Transformers and Virtual Short-Channels in fNIRS

AI cleaning the brain signal and retelling the hemodynamic story
(Consciência em Primeira Pessoa • Neurociência Decolonial • Brain Bee • The Feeling and Knowing Taá)


The Feeling and Knowing Taá — when I stop trusting my own data

I look at a beautiful fNIRS plot:
O₂-Hb goes up, HHb goes down, p-values are small.
On the surface, everything says: “this is cognition”.

But my body knows something else.

I remember the heart beating in the finger clip,
the breathing getting shallow with anxiety,
the skin vessels dilating with heat,
the headband pressing the scalp in a way that changes blood flow.

Taá — the feeling-before-knowing — whispers:

“Are you really seeing cortex…
or just the skin pretending to be cortex?”

This is the tension that a 2025 fNIRS methods paper in NeuroImage (one of those you listed) encara de frente:

using transformer-based deep learning to create virtual short-channels and regress superficial physiology from fNIRS signals, when real short-channels are missing or limited.

In other words:

  • when my hardware is not ideal,

  • can software help me rescue a more honest hemodynamic story?

And right here, another Taá appears:

if AI can rewrite my signal, who is telling the truth —
the body, the algorithm, or the colonial habit of wanting “clean numbers” at qualquer custo?


The study in plain terms: what are these “virtual short-channels”?

Classic fNIRS wisdom says:

  • short-channels (very small source–detector distances) pick up mostly superficial blood flow (skin, scalp);

  • long-channels (standard distances) contain a mix of cortical and superficial components.

The ideal pipeline:

  1. Measure both long- and short-channels.

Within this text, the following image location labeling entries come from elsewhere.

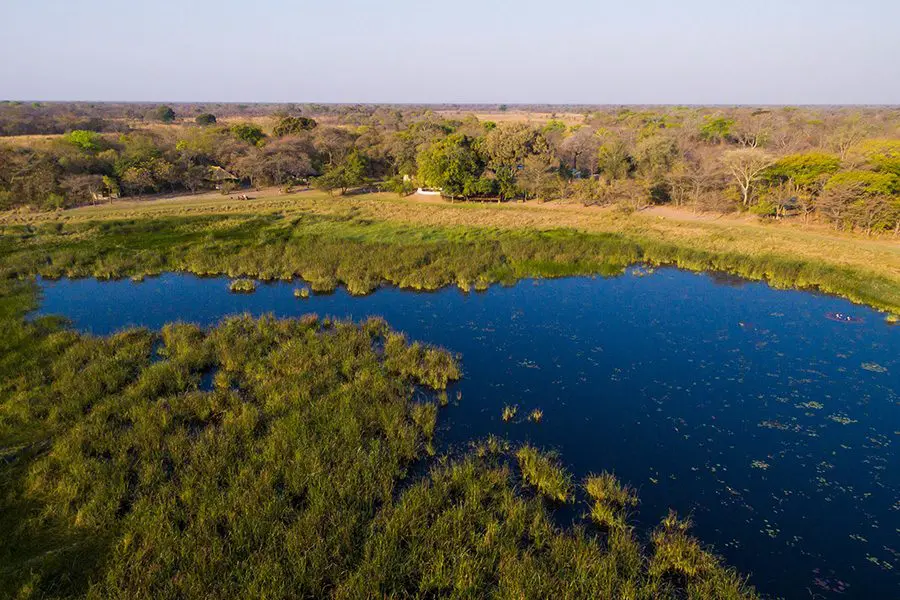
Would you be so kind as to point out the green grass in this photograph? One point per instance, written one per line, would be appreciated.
(544, 473)
(242, 286)
(121, 478)
(292, 477)
(365, 245)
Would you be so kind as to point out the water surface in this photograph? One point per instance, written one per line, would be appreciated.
(773, 425)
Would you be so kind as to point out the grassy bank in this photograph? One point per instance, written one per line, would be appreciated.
(365, 241)
(266, 458)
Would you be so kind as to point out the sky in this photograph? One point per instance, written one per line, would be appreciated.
(455, 51)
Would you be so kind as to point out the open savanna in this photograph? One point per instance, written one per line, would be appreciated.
(425, 244)
(291, 459)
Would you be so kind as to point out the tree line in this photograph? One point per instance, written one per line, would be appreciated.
(837, 166)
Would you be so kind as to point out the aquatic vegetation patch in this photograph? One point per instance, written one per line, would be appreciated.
(242, 286)
(611, 500)
(124, 475)
(543, 472)
(509, 412)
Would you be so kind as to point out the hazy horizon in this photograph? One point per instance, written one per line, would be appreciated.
(825, 53)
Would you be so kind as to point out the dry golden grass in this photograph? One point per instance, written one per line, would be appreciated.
(879, 256)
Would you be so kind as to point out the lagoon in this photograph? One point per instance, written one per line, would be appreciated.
(757, 411)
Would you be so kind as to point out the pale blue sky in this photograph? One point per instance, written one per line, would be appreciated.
(528, 51)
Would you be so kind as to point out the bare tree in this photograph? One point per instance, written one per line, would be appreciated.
(746, 165)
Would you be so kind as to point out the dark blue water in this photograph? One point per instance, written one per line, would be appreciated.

  2. Use GLM to remove the superficial component (short-channels) from the long-channels.

  3. Keep the “cortical” residue for interpretation.

But in real life — especially in Latin America, in hospitals públicos, escolas, comunidades — we often have:

  • few optodes,

  • no dedicated short-channels,

  • low-cost devices,

  • data collected “in the wild”.

The article asks:

Can we train a transformer network to infer what a short-channel would see, and then use this “virtual short-channel” to clean long-channel signals?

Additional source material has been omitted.